Flexibility: Too rigid adherence to shot profile
Defensive investment: Offense-heavy roster construction
Playoff adjustments: Inability to adapt when system was countered

Analysis Questions

Expected Value Calculation: If a team increases three-point attempts by 10 per game while decreasing mid-range attempts by 10, how many additional points per game would they expect to score, assuming league-average percentages?
Variance Analysis: Calculate the standard deviation of points scored on 40 three-point attempts vs. 40 mid-range attempts, assuming league-average percentages. Which has more variance?
Roster Construction: Design a hypothetical 5-man lineup optimized for Moreyball principles. What skills would you prioritize at each position?
Counter-Strategy: If you were coaching against the Rockets, how would you design your defensive game plan?
Modern Application: How have other teams adapted Moreyball principles? Are any current teams running a similar philosophy?

Code Solution: Variance Analysis

import numpy as np
from scipy import stats

def shot_variance_analysis(n_shots, fg_percentage, points_per_make):
    """
    Analyze variance in scoring from a shot type.

    Args:
        n_shots: Number of attempts
        fg_percentage: Field goal percentage
        points_per_make: Points per made shot (2 or 3)

    Returns:
        Dictionary with expected points, variance, and confidence interval
    """
    # Each shot is a binomial trial
    expected_makes = n_shots * fg_percentage
    expected_points = expected_makes * points_per_make

    # Variance of sum of binomial trials
    variance_makes = n_shots * fg_percentage * (1 - fg_percentage)
    variance_points = variance_makes * (points_per_make ** 2)
    std_points = np.sqrt(variance_points)

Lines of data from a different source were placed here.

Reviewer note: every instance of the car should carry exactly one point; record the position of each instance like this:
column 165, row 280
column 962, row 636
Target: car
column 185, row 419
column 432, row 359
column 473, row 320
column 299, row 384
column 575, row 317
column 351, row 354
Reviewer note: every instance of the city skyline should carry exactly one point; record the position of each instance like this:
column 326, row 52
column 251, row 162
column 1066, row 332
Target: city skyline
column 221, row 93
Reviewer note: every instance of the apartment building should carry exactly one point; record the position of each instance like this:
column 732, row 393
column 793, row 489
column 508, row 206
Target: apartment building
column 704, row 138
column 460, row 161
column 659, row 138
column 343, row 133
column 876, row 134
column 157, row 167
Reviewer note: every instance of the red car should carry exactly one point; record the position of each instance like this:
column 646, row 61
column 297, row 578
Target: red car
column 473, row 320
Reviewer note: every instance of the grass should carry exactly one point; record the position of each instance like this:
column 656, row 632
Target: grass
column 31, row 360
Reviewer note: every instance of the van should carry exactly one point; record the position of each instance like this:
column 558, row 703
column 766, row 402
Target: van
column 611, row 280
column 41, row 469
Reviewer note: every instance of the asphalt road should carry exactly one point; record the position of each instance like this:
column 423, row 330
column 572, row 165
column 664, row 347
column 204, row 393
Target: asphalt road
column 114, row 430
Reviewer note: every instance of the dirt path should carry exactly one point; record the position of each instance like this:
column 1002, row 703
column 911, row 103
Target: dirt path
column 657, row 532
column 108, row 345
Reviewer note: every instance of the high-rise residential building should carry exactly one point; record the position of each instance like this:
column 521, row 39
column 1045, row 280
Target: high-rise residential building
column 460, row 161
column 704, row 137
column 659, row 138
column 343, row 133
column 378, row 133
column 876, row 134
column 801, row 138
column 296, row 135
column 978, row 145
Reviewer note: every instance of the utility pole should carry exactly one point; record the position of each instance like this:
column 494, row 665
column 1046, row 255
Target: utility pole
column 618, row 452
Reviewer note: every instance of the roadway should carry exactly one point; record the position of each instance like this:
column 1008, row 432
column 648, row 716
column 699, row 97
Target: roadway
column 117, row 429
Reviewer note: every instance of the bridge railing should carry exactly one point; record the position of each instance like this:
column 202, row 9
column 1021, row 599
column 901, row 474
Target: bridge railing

    # 95% confidence interval
    ci_lower = expected_points - 1.96 * std_points
    ci_upper = expected_points + 1.96 * std_points

    return {
        'expected_points': expected_points,
        'std_points': std_points,
        'variance': variance_points,
        'ci_95': (ci_lower, ci_upper)
    }

# Compare 40 threes vs 40 mid-range shots
three_pt_analysis = shot_variance_analysis(40, 0.36, 3)
midrange_analysis = shot_variance_analysis(40, 0.40, 2)

print("40 Three-Point Attempts:")
print(f"  Expected Points: {three_pt_analysis['expected_points']:.1f}")
print(f"  Std Dev: {three_pt_analysis['std_points']:.2f}")
print(f"  95% CI: ({three_pt_analysis['ci_95'][0]:.1f}, {three_pt_analysis['ci_95'][1]:.1f})")

print("\n40 Mid-Range Attempts:")
print(f"  Expected Points: {midrange_analysis['expected_points']:.1f}")
print(f"  Std Dev: {midrange_analysis['std_points']:.2f}")
print(f"  95% CI: ({midrange_analysis['ci_95'][0]:.1f}, {midrange_analysis['ci_95'][1]:.1f})")

Conclusion

The Houston Rockets under Daryl Morey demonstrated both the power and limitations of analytics-driven basketball. Their approach proved that systematic application of efficiency principles could produce elite regular-season offenses and individual statistical performances. However, their championship drought also showed that analytics alone cannot account for all factors in basketball success, particularly in playoff environments where variance increases and opponents can specifically game-plan.

The Moreyball era's most lasting impact may be its influence on the entire league. The three-point revolution that the Rockets championed is now ubiquitous, fundamentally changing how basketball is played at all levels.

This case study is based on publicly available information and analysis. Team-specific internal analytics are not available.